Flood prediction using LSTM and Deep Learning approaches.
Create a python virtual environment to install all the necessary packages:
python -m venv .venv
Alternatively, you can use conda:
conda create -n flood_proj python=3.10.12
Install the required packages into the created virtual environment
pip install -r requirements.txt
Create .env
file in the root directory and add WANDB_ENTITY
entry.
To prepare the dataset see the Dataset README file. Another option is to download the ready dataset from HuggingFace and check the sigma_dataset.zip
.
NeuralHydrology library is used underneath this repo. Directory ML contains training, evaluation, finetuning and other scripts related to ML models.
For details, see the ML README file.
The collection of the data was performed in several steps from serveral sources. The main sources were KazHydroMet (for streamflow) and Google Earth Engine (for meteo data and static attributes).
The web-parser script automates the extraction of streamflow data from the KazHydroMet Web Portal using Selenium.
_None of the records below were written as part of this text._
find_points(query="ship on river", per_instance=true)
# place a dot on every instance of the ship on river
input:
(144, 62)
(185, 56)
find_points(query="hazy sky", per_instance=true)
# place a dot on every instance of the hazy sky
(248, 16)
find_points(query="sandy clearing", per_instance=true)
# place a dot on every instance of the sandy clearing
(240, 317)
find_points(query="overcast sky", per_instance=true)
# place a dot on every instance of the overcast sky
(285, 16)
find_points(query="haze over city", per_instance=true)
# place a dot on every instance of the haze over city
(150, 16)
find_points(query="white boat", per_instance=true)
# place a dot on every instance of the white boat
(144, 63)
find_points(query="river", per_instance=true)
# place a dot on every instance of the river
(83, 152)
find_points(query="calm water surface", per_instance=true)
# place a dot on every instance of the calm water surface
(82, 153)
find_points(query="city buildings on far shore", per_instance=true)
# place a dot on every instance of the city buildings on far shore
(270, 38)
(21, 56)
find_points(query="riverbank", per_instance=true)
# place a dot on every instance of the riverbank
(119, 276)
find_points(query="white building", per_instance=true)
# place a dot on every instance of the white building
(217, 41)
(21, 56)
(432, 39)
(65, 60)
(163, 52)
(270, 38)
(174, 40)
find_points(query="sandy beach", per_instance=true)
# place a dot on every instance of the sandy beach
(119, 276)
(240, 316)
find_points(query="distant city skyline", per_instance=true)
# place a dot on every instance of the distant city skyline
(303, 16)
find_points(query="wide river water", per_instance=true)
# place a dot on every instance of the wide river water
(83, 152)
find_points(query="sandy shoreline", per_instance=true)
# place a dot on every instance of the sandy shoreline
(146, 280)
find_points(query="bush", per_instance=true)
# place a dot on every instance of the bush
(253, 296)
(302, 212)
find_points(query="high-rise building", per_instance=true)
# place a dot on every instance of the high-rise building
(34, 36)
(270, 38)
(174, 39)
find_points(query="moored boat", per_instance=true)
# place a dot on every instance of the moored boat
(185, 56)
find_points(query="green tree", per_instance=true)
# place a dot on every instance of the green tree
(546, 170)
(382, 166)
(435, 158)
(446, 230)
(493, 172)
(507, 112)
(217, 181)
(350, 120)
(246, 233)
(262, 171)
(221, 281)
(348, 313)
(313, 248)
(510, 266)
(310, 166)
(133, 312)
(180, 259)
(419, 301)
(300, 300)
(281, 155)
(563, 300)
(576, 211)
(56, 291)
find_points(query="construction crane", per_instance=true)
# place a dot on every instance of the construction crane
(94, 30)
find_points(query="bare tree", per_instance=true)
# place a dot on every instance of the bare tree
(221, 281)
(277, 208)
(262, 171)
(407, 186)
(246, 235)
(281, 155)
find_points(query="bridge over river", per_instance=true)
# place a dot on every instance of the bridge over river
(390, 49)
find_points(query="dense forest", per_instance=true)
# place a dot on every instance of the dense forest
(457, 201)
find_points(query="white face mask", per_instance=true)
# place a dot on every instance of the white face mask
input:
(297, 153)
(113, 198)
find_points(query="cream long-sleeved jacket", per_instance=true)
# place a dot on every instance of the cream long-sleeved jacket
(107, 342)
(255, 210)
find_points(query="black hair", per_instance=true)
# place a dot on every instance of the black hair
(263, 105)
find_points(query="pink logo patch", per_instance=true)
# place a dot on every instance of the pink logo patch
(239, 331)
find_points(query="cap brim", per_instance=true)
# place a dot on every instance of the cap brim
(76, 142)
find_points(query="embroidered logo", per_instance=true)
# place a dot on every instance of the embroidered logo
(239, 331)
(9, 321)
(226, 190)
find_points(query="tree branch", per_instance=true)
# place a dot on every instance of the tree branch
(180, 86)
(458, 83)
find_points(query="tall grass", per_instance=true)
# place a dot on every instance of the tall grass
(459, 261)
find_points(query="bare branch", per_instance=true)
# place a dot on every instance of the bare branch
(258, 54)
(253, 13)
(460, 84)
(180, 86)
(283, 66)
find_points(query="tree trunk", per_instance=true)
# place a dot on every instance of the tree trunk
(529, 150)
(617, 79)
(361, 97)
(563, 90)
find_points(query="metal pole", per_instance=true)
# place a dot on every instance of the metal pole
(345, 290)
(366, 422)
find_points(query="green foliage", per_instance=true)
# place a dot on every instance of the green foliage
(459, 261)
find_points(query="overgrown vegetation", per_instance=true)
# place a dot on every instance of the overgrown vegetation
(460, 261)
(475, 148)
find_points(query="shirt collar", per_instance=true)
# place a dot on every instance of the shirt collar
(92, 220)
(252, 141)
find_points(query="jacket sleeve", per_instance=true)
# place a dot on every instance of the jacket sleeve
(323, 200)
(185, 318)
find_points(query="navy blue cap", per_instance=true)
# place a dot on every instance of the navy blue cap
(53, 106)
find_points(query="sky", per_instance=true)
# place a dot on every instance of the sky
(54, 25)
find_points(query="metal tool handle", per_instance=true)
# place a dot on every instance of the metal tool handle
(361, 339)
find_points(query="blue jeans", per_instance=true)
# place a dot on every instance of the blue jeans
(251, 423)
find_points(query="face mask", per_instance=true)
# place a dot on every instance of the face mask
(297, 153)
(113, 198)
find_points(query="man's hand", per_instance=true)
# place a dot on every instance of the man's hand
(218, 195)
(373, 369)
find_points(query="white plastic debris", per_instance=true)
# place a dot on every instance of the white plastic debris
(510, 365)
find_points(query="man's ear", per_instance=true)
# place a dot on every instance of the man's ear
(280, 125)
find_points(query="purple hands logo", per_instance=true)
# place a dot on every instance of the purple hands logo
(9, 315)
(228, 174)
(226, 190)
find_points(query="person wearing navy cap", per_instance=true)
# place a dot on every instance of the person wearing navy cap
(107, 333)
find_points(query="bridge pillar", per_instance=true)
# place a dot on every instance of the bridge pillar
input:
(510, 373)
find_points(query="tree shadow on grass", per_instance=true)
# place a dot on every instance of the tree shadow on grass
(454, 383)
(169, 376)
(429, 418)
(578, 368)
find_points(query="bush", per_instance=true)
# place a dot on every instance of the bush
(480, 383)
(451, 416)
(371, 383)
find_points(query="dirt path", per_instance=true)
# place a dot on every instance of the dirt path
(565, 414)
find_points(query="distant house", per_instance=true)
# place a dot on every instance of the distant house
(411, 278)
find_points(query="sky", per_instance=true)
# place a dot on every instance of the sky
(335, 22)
It navigates the portal, retrieves a list of hydrological posts, and downloads discharge data for each hydropost, saving it as CSV files in a structured directory. The script handles Cyrillic-to-Latin transliteration, cleans data by converting special characters and non-numeric entries (e.g., "нб" to "0", "-" to NaN), and ensures consistent formatting. The script includes error handling for timeouts and stale elements, with a retry mechanism to resume from the last processed station. To run, users should ensure a stable internet connection and adjust the script's timing parameters if needed to accommodate network or server response variations. The output provides a comprehensive list of CSV files of discharge records, ready for further steps. See KazHydroMet Parser.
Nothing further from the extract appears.